Applying SAEs to diffusion model activations reveals feature directions that correspond to structured image regions independent of high-level semantics. The concept of a "diffusion steering lens" -- extending the logit lens concept to vision transformers within diffusion models -- allows researchers to observe how the model's internal predictions change across denoising steps, analogous to how the logit lens reveals prediction evolution across layers in language models.

Pause and think: What model architectures need new MI methods?

MI techniques developed for language models (SAEs, probing, patching) transfer to vision and multimodal models with some adaptation. But diffusion models required the concept of temporal evolution, which is absent from language models.

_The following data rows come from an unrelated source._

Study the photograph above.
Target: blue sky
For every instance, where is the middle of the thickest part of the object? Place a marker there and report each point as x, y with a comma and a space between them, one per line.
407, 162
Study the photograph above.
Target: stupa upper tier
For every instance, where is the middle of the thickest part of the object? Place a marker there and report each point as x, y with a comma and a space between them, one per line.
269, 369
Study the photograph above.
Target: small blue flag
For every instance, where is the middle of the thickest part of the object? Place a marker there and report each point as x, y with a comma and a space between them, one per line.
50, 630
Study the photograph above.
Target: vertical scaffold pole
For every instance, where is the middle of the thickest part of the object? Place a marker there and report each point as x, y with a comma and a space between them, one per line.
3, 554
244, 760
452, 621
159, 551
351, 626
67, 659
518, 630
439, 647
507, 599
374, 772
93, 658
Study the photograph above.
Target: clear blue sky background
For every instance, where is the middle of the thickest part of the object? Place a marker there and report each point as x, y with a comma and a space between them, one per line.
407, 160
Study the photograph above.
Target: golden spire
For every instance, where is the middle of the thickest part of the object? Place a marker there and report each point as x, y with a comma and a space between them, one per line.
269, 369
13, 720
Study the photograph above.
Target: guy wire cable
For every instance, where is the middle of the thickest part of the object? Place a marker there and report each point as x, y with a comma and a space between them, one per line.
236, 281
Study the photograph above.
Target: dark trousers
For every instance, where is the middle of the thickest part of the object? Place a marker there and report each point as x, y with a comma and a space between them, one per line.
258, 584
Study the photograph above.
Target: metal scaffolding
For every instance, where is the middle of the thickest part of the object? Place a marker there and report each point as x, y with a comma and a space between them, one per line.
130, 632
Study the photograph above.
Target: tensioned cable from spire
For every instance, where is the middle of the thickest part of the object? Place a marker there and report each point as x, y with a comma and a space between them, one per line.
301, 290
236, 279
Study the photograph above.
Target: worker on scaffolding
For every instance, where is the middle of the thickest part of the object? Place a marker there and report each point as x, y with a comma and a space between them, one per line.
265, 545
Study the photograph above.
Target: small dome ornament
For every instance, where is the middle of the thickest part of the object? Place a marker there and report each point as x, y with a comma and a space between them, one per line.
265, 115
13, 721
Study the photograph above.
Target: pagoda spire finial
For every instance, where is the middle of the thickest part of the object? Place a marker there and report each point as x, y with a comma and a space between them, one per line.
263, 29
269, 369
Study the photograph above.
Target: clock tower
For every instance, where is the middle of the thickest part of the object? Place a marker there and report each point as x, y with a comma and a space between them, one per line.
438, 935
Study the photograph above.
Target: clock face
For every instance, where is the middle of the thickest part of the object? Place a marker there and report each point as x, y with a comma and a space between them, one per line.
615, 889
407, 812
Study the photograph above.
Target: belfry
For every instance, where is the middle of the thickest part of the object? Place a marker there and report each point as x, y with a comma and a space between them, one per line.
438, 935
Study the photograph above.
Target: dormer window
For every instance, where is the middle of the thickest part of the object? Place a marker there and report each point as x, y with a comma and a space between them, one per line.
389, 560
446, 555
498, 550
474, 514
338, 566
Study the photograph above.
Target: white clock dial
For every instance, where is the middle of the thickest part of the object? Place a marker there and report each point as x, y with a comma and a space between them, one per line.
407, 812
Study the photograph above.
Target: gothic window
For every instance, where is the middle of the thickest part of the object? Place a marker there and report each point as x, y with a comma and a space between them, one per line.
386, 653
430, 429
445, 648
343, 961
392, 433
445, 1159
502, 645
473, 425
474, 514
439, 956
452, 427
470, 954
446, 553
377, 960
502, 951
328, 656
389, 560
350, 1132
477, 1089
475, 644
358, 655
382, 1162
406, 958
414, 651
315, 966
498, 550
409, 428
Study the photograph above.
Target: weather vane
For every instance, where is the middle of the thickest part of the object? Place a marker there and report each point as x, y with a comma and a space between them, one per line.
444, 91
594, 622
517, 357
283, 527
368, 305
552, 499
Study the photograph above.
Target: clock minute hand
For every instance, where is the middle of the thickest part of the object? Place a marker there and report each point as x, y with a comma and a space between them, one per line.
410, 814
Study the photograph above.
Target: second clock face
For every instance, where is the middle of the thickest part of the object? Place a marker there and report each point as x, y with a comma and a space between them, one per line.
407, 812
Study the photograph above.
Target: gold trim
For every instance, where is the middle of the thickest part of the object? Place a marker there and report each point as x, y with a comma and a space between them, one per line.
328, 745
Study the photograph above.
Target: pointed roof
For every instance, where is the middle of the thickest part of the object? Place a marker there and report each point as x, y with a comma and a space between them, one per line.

What other model architectures might require fundamentally new MI approaches? Consider reinforcement learning agents that interact with environments, models that use external tools (calculators, search engines), or models with explicit memory systems. What new dimensions of computation would MI need to address in each case?

An Honest Assessment

The state of multimodal MI can be summarized concisely:

What works:

  • SAEs transfer well to vision encoders, especially CLIP
  • Probing and activation patching extend to multimodal settings
  • Feature steering works across modalities wherever the linear representation hypothesis holds

What is still early:

  • VLM integration mechanisms are poorly understood -- we know visual and textual information are combined, but not exactly how
  • Diffusion circuit analysis is nascent -- functional specialization has been identified, but complete circuits have not been traced
  • There is no multimodal equivalent of the IOI circuit -- no canonical, deeply analyzed example yet

The gap:

  • Multimodal MI is largely observational. Causal analysis lags behind the language model field by 2-3 years. Most results describe what features exist or what correlations hold, without the rigorous causal validation that characterizes the best text-based MI work.The observational-to-causal gap is a recurring theme in MI's expansion. Each new domain starts with observational findings ('these features exist'), progresses to causal verification ('these features matter'), and eventually produces circuit-level understanding ('here is how the features connect'). Language MI has reached the third stage for some behaviors. Multimodal MI is still transitioning from the first to the second.

Key Takeaways

  • CLIP interpretability benefits from the shared text-image embedding space, which provides free labeling for visual SAE features. SAEs for CLIP find interpretable visual concepts, and 10-15% of features are steerable.
  • VLM interpretability is early-stage. Visual tokens are processed similarly to text tokens, but integration mechanisms between modalities are not yet well understood.
  • Diffusion model interpretability reveals functionally distinct attention mechanisms and temporal concept evolution across denoising steps -- a dimension absent from language model analysis.
  • The field is expanding from single-model, single-modality analysis to cross-model, cross-modal investigation. The toolkit (SAEs, patching, steering) transfers, but each new modality introduces new challenges.
  • Persistent challenges: no canonical multimodal circuit example, causal analysis lags behind observational findings, and the temporal dimension of diffusion models requires new methods.